On the Wire: Network Capture Tools for API Developers

Lane LiaBraaten, Google Data APIs team
June 2007

Introduction

Developing applications that interact with web services poses a unique set of problems. A common source of frustration is not knowing exactly what message was sent to the server, or what response was received.
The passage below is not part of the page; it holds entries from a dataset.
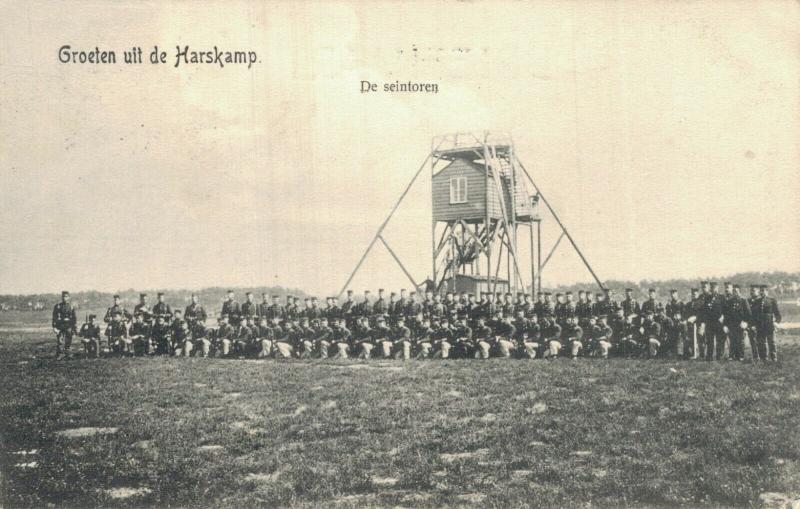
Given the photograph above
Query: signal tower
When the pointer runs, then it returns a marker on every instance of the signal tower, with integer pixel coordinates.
(483, 201)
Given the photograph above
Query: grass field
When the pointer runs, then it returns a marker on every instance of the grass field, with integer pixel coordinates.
(500, 433)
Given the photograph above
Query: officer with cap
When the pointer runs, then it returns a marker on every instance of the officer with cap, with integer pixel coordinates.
(65, 323)
(117, 308)
(143, 309)
(162, 308)
(90, 336)
(767, 316)
(232, 310)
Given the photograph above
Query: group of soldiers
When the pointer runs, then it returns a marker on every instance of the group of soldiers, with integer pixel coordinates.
(405, 326)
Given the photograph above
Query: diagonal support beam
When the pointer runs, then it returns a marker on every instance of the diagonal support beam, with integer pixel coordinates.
(563, 228)
(383, 225)
(552, 251)
(391, 252)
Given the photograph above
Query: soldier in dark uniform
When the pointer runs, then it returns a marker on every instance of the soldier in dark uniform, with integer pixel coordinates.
(712, 321)
(766, 318)
(381, 307)
(341, 339)
(262, 307)
(162, 308)
(650, 333)
(737, 315)
(65, 324)
(140, 334)
(249, 309)
(275, 310)
(162, 335)
(232, 310)
(117, 334)
(90, 336)
(694, 314)
(117, 308)
(754, 301)
(629, 305)
(650, 305)
(195, 315)
(143, 309)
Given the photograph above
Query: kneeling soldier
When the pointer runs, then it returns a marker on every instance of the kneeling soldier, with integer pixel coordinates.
(264, 338)
(573, 337)
(117, 335)
(650, 331)
(140, 335)
(223, 336)
(401, 337)
(341, 339)
(90, 336)
(322, 337)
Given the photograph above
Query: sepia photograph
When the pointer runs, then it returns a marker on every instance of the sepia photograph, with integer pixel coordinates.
(427, 254)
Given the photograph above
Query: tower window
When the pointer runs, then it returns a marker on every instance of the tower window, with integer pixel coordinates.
(458, 190)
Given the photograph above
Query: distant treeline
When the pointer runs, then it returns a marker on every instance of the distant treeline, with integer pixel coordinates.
(210, 297)
(783, 284)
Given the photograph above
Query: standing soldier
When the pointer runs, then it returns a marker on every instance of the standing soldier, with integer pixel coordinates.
(117, 334)
(232, 310)
(162, 308)
(650, 305)
(737, 316)
(143, 309)
(712, 321)
(768, 315)
(249, 309)
(195, 315)
(276, 310)
(140, 334)
(381, 307)
(754, 301)
(629, 305)
(694, 312)
(116, 308)
(65, 323)
(90, 335)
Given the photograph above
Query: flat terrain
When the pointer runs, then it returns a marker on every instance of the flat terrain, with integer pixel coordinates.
(499, 433)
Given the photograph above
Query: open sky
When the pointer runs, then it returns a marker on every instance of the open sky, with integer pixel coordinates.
(666, 134)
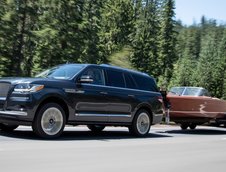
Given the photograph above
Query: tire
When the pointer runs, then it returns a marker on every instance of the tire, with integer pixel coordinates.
(96, 128)
(141, 124)
(50, 121)
(192, 126)
(8, 127)
(184, 126)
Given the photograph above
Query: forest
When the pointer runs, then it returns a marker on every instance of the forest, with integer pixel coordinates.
(142, 35)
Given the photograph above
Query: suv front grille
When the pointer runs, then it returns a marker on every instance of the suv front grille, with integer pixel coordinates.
(4, 89)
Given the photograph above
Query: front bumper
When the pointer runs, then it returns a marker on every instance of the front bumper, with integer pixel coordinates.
(14, 117)
(157, 118)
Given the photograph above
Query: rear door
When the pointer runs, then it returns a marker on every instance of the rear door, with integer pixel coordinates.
(91, 100)
(120, 99)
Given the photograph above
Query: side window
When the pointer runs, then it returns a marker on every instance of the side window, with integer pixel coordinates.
(96, 74)
(115, 78)
(145, 83)
(129, 81)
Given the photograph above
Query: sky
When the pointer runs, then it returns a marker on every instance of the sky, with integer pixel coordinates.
(190, 11)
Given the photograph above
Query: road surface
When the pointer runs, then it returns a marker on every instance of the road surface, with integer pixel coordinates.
(166, 149)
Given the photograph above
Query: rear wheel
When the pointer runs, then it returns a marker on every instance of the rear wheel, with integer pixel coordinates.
(141, 124)
(96, 128)
(50, 121)
(8, 127)
(184, 126)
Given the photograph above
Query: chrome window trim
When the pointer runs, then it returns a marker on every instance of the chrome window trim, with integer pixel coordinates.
(14, 113)
(102, 115)
(105, 86)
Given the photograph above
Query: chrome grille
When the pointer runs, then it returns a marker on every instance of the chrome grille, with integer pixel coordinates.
(4, 88)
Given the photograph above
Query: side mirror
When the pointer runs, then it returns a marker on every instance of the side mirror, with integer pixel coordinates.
(86, 79)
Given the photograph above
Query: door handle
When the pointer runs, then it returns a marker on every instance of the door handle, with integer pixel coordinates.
(130, 95)
(103, 92)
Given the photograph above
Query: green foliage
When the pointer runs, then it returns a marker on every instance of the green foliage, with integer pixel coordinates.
(139, 34)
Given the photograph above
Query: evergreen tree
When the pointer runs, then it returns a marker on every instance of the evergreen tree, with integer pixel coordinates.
(167, 41)
(145, 43)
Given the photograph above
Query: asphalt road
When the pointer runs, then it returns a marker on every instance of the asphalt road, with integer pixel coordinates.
(166, 149)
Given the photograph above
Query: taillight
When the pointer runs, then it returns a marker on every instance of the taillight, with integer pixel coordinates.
(160, 99)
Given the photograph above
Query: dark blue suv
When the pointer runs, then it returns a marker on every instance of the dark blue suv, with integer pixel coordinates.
(80, 94)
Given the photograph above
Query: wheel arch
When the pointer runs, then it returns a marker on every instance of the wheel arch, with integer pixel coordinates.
(57, 100)
(146, 107)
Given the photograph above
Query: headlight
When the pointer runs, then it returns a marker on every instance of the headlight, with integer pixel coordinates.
(27, 88)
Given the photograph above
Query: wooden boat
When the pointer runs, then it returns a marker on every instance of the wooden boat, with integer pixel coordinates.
(192, 106)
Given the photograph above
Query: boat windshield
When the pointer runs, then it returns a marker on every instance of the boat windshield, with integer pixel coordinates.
(188, 91)
(61, 72)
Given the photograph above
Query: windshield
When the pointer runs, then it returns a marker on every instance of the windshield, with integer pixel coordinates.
(61, 72)
(186, 91)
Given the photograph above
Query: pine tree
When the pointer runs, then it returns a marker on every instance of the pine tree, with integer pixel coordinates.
(167, 41)
(145, 39)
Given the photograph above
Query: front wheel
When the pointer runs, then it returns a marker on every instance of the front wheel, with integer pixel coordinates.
(8, 127)
(96, 128)
(49, 121)
(141, 124)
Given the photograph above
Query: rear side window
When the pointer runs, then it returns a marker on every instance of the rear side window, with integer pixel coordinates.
(145, 83)
(115, 78)
(129, 81)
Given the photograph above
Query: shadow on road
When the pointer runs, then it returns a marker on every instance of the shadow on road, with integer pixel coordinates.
(213, 131)
(79, 135)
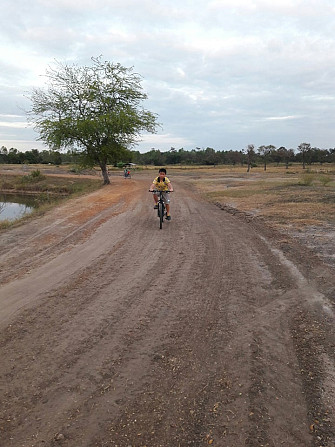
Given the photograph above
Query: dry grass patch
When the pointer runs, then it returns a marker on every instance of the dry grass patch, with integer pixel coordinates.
(298, 199)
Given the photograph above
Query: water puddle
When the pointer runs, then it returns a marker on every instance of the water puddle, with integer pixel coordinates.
(14, 207)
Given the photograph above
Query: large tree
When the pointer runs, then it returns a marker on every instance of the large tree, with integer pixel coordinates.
(95, 110)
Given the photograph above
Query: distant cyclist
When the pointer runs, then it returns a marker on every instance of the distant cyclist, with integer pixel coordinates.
(162, 183)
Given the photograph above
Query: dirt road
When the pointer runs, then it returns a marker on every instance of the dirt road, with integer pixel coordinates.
(212, 331)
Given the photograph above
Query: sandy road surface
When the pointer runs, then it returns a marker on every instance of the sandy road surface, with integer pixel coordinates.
(212, 331)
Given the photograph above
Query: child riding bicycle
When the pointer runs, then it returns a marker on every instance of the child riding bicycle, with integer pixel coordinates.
(162, 183)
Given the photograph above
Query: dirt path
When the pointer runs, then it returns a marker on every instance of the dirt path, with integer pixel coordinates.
(212, 331)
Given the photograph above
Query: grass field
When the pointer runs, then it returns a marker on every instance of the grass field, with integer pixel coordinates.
(285, 197)
(291, 196)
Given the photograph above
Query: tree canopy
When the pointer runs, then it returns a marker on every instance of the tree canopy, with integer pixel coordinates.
(95, 110)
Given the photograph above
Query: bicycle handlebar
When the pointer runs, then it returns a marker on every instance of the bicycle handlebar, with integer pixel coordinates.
(157, 190)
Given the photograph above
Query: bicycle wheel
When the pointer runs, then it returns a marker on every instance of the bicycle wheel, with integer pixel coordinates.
(161, 214)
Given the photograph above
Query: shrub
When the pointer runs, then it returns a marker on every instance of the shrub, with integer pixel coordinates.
(307, 179)
(325, 179)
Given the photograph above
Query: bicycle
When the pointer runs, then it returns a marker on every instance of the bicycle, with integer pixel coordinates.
(161, 211)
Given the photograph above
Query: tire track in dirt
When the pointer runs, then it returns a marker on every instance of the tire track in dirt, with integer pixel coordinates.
(174, 337)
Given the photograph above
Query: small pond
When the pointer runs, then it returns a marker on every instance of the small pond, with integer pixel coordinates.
(15, 206)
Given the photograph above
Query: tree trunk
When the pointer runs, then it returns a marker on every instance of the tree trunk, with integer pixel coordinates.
(104, 172)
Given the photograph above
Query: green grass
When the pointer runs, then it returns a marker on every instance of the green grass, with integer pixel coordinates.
(48, 192)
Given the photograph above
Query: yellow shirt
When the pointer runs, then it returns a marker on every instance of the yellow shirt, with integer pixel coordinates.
(161, 186)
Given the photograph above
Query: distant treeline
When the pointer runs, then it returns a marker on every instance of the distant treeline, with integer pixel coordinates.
(263, 155)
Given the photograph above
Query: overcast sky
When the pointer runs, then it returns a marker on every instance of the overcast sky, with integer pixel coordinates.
(220, 74)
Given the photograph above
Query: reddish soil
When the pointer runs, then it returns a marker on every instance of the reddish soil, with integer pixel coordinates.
(213, 331)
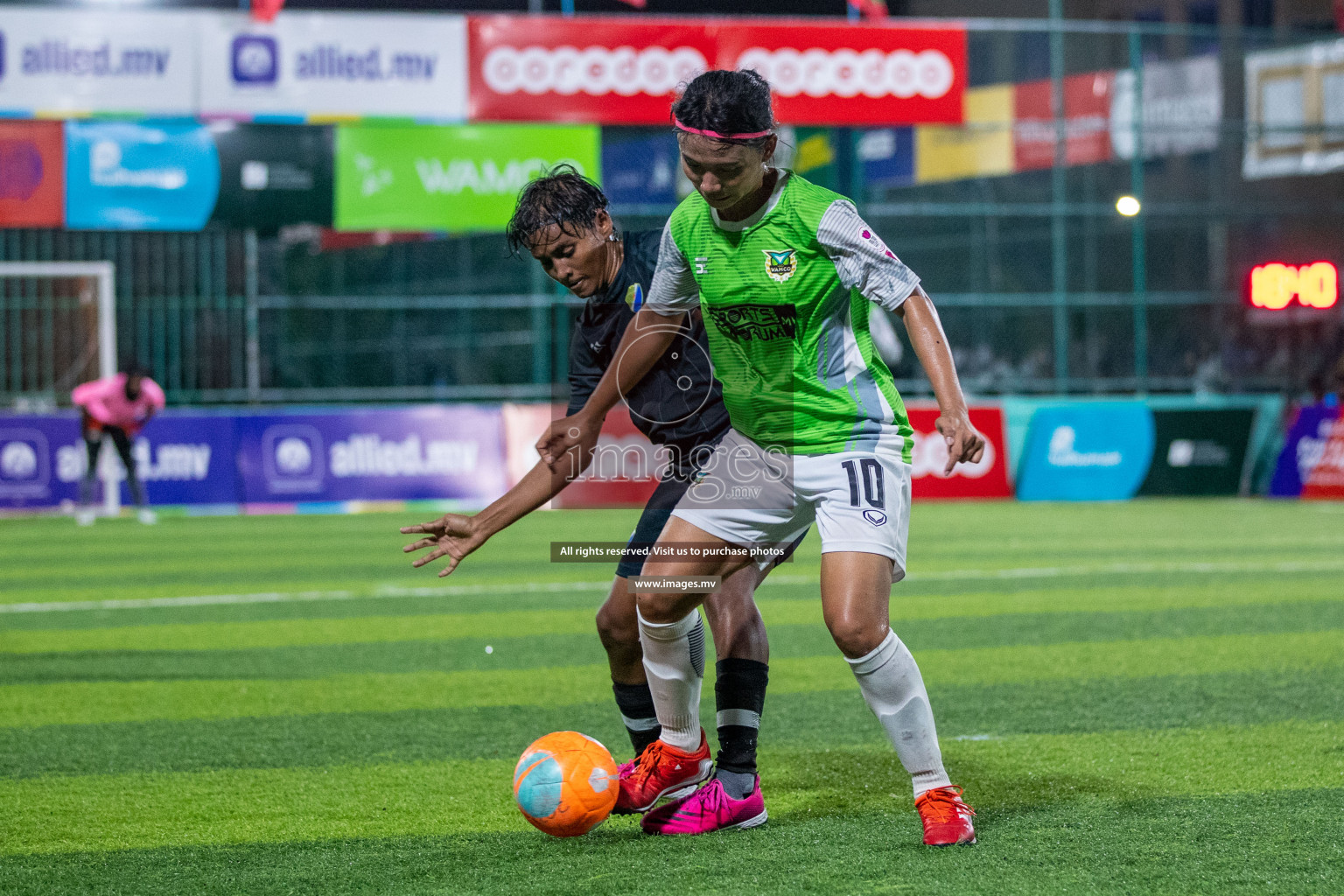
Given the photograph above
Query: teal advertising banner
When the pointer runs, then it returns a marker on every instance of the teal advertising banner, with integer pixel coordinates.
(452, 178)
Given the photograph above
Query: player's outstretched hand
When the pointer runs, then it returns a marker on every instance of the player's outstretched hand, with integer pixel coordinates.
(452, 535)
(964, 444)
(569, 439)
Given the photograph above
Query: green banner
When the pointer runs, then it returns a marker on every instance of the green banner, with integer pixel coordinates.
(454, 178)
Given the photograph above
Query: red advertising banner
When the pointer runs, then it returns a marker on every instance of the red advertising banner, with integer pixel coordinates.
(32, 191)
(617, 72)
(626, 72)
(855, 74)
(984, 480)
(1086, 121)
(624, 471)
(1326, 481)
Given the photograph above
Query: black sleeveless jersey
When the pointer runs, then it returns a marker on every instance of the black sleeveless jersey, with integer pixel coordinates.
(679, 402)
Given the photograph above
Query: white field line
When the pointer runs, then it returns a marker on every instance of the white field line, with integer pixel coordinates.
(554, 587)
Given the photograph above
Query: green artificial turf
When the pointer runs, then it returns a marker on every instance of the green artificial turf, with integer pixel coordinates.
(1138, 697)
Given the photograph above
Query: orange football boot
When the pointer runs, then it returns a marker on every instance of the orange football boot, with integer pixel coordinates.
(660, 771)
(947, 818)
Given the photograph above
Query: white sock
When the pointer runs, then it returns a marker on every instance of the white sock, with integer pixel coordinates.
(894, 690)
(674, 660)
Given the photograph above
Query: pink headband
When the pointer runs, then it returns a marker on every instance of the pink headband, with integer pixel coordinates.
(715, 135)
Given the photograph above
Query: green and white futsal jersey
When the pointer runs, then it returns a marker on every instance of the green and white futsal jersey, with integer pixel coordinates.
(785, 300)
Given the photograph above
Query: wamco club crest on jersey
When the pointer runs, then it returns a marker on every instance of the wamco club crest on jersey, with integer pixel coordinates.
(780, 265)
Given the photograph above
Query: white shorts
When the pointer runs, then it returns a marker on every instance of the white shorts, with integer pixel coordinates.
(859, 500)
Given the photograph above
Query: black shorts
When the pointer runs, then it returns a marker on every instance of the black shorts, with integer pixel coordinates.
(656, 514)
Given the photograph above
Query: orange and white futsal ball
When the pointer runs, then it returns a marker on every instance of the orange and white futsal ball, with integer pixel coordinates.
(566, 783)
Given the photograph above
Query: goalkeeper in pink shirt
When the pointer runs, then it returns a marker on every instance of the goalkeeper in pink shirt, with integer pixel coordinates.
(117, 407)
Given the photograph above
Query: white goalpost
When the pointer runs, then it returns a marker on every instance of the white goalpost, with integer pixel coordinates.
(66, 354)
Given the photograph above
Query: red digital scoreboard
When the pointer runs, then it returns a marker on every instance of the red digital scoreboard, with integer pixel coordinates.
(1276, 286)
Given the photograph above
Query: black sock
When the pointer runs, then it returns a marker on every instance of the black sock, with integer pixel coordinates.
(639, 715)
(739, 697)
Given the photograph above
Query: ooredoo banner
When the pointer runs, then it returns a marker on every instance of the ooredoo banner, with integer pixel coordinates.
(624, 471)
(328, 65)
(984, 480)
(626, 70)
(182, 458)
(852, 74)
(416, 453)
(620, 72)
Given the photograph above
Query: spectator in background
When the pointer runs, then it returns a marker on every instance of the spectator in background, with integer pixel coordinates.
(118, 407)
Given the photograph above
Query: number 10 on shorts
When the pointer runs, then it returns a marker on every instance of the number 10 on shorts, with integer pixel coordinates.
(874, 489)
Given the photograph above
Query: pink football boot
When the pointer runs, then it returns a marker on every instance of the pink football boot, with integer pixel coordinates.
(707, 808)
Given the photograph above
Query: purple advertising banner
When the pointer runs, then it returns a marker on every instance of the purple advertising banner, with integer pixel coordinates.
(182, 458)
(414, 453)
(1303, 449)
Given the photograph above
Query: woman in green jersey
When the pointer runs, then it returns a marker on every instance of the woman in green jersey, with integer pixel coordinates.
(785, 273)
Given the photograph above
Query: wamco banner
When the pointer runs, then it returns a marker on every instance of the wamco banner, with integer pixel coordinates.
(454, 178)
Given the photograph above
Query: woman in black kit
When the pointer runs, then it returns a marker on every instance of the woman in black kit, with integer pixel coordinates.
(562, 220)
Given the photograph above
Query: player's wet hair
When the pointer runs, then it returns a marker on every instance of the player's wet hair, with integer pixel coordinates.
(561, 198)
(724, 103)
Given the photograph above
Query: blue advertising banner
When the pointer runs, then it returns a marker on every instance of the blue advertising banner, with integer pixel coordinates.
(1303, 449)
(122, 175)
(418, 453)
(640, 170)
(1088, 452)
(887, 156)
(182, 458)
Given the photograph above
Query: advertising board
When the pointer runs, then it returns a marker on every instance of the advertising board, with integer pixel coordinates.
(182, 458)
(1199, 452)
(327, 65)
(1326, 481)
(454, 178)
(1086, 452)
(32, 168)
(1181, 108)
(624, 472)
(984, 480)
(854, 74)
(275, 175)
(1304, 449)
(1086, 121)
(80, 62)
(414, 453)
(982, 148)
(147, 175)
(624, 70)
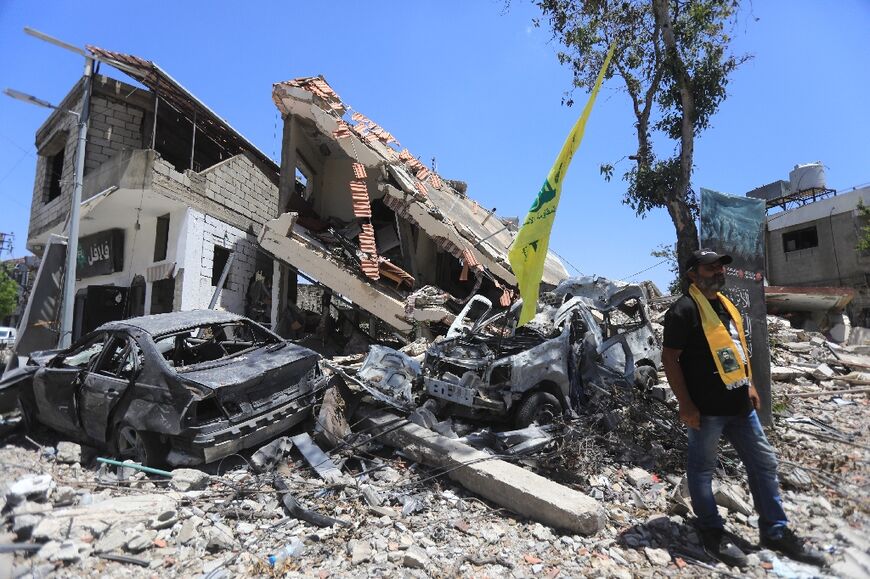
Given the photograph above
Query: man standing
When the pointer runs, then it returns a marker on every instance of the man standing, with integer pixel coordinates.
(706, 363)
Some of the most difficult bugs to track down are caused by a disconnect between what we think we're sending to the server, and what is actually going across the wire.

This article introduces several tools that can help make the data on the wire more visible and useful. Commonly called "packet sniffers," these tools capture all network packets that move across your network interface. Examining the contents of these packets and the order in which they were sent and received can be a useful debugging technique.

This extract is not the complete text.